A push to significantly alter or get rid of Luzerne County’s home rule government is smack in the middle of the search for a new county government manager.
Michael Giamber, chair of the citizen manager search committee, said the possibility of a government change may discourage some from applying.
“It’s just an awkward time to be doing it,” Giamber said.
The manager job could switch from an appointed post to an elected post under one suggested home rule change. The top manager job would be eliminated entirely if the county went back to a system where three elected commissioners oversee daily operations.
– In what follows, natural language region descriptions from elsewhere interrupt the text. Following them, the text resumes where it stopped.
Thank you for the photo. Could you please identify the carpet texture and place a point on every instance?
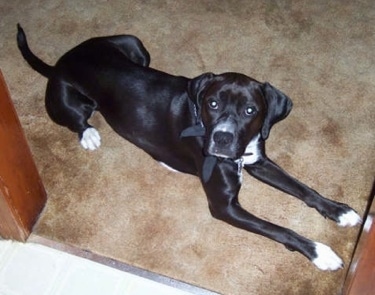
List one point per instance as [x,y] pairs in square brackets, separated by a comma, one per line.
[119,203]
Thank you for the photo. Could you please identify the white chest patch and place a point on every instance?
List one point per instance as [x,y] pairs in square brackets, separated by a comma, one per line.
[252,155]
[168,167]
[252,152]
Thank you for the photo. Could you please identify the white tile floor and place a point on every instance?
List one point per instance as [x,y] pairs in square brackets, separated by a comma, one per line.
[33,269]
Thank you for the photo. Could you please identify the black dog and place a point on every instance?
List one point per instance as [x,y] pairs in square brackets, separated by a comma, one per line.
[211,126]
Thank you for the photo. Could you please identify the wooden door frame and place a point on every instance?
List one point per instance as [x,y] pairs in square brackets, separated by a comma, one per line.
[22,195]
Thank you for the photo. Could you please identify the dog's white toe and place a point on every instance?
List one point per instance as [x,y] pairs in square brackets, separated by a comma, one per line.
[90,139]
[350,218]
[326,259]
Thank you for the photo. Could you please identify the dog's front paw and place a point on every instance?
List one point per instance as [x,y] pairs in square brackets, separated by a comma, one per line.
[326,259]
[349,218]
[90,139]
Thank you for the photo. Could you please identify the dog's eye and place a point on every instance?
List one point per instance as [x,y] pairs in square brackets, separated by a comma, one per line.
[213,104]
[250,111]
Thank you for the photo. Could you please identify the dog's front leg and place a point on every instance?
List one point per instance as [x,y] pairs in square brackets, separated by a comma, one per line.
[270,173]
[222,192]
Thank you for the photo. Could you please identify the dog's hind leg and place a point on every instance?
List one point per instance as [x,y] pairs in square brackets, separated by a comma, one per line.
[133,48]
[66,106]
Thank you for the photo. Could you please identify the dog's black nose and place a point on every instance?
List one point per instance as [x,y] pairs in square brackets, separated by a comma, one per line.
[223,138]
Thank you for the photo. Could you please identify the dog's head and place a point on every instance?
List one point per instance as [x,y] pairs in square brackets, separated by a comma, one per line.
[234,109]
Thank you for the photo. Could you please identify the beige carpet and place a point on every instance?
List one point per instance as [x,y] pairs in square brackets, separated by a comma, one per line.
[119,203]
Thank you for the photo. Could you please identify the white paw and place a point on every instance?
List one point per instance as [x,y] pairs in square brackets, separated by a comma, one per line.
[349,218]
[168,167]
[90,139]
[326,259]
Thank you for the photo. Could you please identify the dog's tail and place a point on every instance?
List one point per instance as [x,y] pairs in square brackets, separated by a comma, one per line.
[35,62]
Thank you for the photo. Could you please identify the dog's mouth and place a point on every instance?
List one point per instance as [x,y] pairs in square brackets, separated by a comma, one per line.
[223,145]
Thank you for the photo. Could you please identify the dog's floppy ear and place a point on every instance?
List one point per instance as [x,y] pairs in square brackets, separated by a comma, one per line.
[198,85]
[278,107]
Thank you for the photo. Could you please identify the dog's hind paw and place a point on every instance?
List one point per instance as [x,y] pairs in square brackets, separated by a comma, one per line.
[90,139]
[350,218]
[326,259]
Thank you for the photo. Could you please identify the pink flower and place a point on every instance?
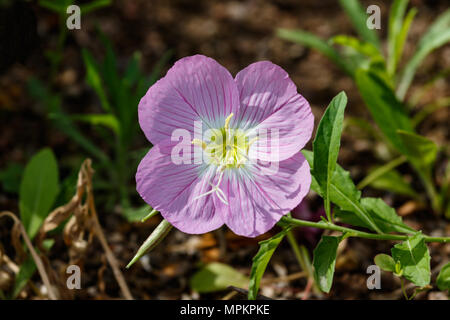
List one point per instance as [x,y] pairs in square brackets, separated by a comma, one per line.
[235,182]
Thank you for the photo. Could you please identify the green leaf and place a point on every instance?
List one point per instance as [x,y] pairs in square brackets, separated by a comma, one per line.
[38,190]
[312,41]
[385,262]
[392,181]
[94,5]
[108,120]
[217,277]
[324,262]
[379,219]
[10,177]
[399,42]
[343,192]
[326,145]
[26,271]
[414,259]
[261,260]
[380,211]
[155,238]
[359,17]
[93,77]
[437,35]
[396,15]
[443,279]
[387,111]
[420,151]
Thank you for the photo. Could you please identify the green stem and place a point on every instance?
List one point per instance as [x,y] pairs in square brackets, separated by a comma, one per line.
[356,233]
[302,257]
[403,288]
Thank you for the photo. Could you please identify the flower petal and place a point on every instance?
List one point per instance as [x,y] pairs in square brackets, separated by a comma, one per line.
[270,103]
[257,200]
[171,188]
[196,88]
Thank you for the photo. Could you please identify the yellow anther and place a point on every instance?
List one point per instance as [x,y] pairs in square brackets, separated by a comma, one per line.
[199,142]
[227,121]
[250,144]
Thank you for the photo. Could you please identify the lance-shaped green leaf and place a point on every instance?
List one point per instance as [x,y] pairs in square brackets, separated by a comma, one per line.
[94,79]
[420,151]
[443,279]
[358,17]
[384,217]
[414,259]
[38,190]
[343,192]
[155,238]
[326,145]
[388,112]
[396,15]
[261,260]
[385,262]
[437,35]
[217,277]
[324,262]
[394,182]
[398,31]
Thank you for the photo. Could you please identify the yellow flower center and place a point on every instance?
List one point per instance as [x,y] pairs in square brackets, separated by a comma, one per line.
[226,147]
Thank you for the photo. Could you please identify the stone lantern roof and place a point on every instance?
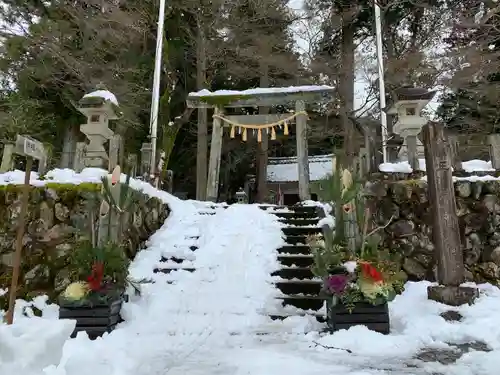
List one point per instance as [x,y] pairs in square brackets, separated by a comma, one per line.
[100,101]
[408,94]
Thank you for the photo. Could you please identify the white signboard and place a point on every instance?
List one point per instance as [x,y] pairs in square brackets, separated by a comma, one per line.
[28,146]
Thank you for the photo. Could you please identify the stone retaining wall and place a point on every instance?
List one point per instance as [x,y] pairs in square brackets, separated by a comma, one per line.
[409,231]
[59,218]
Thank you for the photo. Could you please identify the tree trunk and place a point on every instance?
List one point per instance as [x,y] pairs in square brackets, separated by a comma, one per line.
[202,136]
[346,86]
[69,147]
[262,147]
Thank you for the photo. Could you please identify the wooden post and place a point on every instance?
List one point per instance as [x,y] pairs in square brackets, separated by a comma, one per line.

However, such changes would not be immediate. Voters first must agree to create a new government study commission, which would have up to 18 months to decide if change is warranted and, if so, what new government option should be presented to voters for their consideration, the law says.
County Councilman Kathy Dobash told her county council colleagues she plans to introduce an ordinance placing a question on the election ballot asking county voters if they want to form a new government study commission. She originally wanted to place the question on the April 26 primary ballot but is now proposing it for the November general election, according to an email she sent to the council.
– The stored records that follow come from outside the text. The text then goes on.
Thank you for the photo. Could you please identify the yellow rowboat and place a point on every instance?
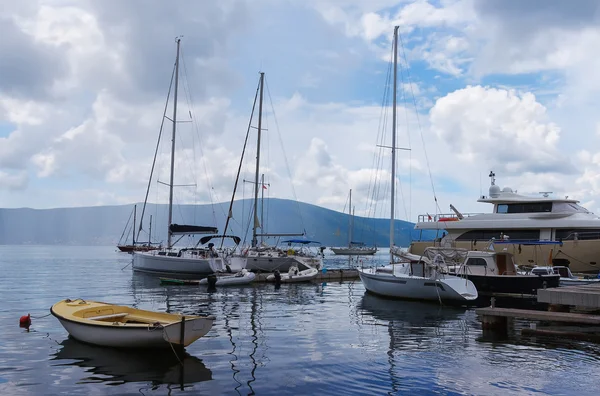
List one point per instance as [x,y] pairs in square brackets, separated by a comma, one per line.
[126,327]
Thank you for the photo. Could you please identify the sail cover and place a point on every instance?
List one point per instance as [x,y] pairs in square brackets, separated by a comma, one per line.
[190,229]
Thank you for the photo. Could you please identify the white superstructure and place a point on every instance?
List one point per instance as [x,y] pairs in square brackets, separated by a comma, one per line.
[520,218]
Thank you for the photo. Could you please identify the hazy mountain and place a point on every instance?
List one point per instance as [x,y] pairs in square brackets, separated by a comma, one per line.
[103,225]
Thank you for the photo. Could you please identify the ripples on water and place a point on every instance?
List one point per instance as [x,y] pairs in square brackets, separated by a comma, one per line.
[298,339]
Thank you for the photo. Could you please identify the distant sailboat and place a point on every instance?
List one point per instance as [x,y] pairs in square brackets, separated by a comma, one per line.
[262,257]
[135,246]
[187,262]
[411,277]
[354,248]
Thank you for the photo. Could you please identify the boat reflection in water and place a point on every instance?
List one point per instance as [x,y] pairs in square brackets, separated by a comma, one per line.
[116,366]
[414,326]
[415,323]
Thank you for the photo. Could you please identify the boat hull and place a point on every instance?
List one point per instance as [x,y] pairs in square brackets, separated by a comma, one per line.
[518,284]
[184,267]
[231,279]
[161,330]
[302,276]
[583,255]
[418,288]
[354,252]
[270,263]
[136,248]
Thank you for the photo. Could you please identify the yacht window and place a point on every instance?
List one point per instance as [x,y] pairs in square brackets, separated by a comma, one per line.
[579,234]
[486,235]
[567,207]
[529,207]
[476,261]
[541,271]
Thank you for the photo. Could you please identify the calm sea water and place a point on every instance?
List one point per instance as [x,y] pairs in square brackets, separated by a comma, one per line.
[299,339]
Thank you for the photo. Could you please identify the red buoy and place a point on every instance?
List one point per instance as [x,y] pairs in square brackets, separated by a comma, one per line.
[25,321]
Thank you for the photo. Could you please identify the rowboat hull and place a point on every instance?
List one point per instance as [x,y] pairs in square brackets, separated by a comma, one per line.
[125,327]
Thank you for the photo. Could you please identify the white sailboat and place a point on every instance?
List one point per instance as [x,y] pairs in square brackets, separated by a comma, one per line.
[262,257]
[353,248]
[414,277]
[182,263]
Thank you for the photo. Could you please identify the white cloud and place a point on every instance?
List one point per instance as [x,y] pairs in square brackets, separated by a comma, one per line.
[13,181]
[500,129]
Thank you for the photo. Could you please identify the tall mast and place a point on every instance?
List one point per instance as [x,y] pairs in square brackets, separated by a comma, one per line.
[351,220]
[173,146]
[393,181]
[133,230]
[256,225]
[150,233]
[262,204]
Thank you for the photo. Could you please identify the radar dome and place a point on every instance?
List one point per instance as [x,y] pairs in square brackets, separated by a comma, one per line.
[494,191]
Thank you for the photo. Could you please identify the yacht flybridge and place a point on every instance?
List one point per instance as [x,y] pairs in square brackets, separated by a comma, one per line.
[539,230]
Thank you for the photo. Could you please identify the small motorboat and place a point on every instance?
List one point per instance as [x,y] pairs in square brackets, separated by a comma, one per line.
[126,327]
[295,275]
[242,277]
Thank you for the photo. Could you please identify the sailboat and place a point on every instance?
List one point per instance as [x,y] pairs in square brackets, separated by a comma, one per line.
[262,257]
[410,276]
[183,263]
[353,248]
[135,245]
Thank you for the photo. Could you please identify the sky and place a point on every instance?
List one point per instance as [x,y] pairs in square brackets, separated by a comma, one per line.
[502,85]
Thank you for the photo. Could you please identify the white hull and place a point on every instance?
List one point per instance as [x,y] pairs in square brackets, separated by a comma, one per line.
[270,263]
[302,276]
[231,280]
[449,288]
[354,251]
[184,267]
[583,255]
[121,336]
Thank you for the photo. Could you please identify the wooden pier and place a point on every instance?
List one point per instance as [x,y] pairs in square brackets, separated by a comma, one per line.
[560,300]
[581,296]
[327,275]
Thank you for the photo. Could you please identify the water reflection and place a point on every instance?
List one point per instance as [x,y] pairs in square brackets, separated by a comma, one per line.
[117,366]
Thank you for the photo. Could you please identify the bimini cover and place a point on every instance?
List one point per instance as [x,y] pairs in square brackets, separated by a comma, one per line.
[446,255]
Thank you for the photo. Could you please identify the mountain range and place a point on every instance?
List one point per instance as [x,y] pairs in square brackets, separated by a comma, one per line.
[105,225]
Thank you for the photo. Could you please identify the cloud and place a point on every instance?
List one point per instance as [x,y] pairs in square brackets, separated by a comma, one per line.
[499,129]
[13,181]
[28,68]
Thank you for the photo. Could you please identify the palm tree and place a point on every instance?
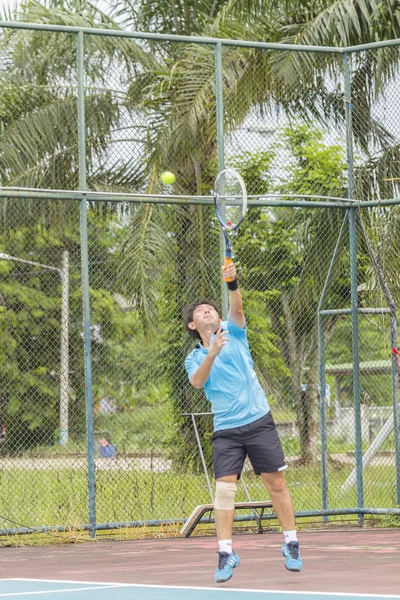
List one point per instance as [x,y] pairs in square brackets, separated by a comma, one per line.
[172,88]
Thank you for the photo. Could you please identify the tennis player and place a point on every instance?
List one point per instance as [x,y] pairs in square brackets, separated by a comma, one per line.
[221,364]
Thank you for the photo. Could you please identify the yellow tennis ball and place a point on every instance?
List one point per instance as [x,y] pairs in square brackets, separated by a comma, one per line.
[168,177]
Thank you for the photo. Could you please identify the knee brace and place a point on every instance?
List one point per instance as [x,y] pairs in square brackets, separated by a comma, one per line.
[225,492]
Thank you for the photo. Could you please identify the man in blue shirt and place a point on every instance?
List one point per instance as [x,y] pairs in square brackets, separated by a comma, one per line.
[221,364]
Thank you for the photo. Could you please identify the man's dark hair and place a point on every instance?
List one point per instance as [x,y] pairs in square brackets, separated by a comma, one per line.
[188,315]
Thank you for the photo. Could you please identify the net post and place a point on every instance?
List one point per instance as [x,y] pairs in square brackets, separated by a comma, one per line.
[353,278]
[85,285]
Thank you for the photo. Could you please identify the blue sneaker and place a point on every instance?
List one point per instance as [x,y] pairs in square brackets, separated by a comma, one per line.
[226,563]
[291,554]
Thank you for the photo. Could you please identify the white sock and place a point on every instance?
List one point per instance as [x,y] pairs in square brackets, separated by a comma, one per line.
[225,546]
[290,536]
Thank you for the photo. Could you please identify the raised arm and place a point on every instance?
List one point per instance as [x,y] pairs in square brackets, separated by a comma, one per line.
[236,313]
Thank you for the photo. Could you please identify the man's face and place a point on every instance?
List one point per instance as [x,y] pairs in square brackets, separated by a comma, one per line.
[205,319]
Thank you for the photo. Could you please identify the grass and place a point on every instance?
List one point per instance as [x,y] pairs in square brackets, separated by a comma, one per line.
[46,498]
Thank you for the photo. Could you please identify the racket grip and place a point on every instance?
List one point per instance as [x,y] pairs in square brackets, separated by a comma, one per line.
[228,261]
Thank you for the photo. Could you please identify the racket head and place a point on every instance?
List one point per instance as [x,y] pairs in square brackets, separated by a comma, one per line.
[230,200]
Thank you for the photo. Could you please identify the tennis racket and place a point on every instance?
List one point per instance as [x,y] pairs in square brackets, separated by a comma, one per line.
[230,200]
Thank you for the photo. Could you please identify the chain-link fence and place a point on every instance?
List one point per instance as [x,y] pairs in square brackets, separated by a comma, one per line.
[99,424]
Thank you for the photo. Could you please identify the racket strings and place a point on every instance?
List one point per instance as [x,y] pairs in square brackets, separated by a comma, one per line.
[230,200]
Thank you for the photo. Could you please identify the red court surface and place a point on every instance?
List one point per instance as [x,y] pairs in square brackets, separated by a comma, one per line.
[348,561]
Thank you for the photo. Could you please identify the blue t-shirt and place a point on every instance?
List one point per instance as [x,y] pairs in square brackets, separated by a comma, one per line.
[233,389]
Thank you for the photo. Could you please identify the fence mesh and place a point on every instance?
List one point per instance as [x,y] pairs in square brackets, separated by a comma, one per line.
[150,108]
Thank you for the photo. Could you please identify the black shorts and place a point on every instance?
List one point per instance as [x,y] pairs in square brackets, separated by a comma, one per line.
[258,440]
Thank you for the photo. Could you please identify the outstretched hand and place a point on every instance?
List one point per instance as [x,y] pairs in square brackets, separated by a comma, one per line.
[229,271]
[219,342]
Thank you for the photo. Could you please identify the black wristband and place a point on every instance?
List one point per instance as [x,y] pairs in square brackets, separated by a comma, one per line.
[232,285]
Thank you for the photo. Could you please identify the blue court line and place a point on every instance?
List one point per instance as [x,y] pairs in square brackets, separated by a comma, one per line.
[32,589]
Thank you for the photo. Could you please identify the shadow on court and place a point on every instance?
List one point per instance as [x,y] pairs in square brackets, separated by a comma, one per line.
[347,562]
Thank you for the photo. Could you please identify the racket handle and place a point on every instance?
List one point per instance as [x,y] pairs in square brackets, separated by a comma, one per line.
[228,261]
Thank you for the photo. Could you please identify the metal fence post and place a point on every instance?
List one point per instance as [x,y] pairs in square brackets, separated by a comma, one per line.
[353,277]
[322,374]
[221,155]
[85,285]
The proposal is scheduled for discussion at the Jan. 26 council meeting.
The manager search committee had discussed informing applicants, in the interest of full disclosure, of the possibility the home rule government could be changed after it marks its five-year anniversary next January. The council discussion about a ballot question may turn that possibility into a likelihood.
Giamber stressed he believes the home rule charter warrants tweaking as soon as possible but questions whether an evaluation of the effectiveness of the entire county manager form of government should wait until a new manager has been on board for some time.
Robert Lawton, who resigned the end of 2015, was the only non-interim manager since home rule’s implementation and held the position for nearly four years.
The county received 72 applications for the manager position when Lawton was selected.
The application process will be more grueling this time because the committee is requiring applicants to provide more than resumes. Applicants must submit concrete examples or evidence of knowledge and skills required for the position, including experience with contracting, union agreements and turning around organizations.
The search committee members — who also include Carmen Ambrosino, Gene A. Camoni and Gerard O’Donnell — agreed this supplemental information was needed to thoroughly evaluate applicants, even if the additional burden prevents some from applying.
The committee, which will meet Tuesday, also is considering a residency requirement that says applicants must be willing to reside in the county within six months of their hiring. The manager position will be publicly advertised after the committee briefs the council on its plan at the Jan. 26 council meeting.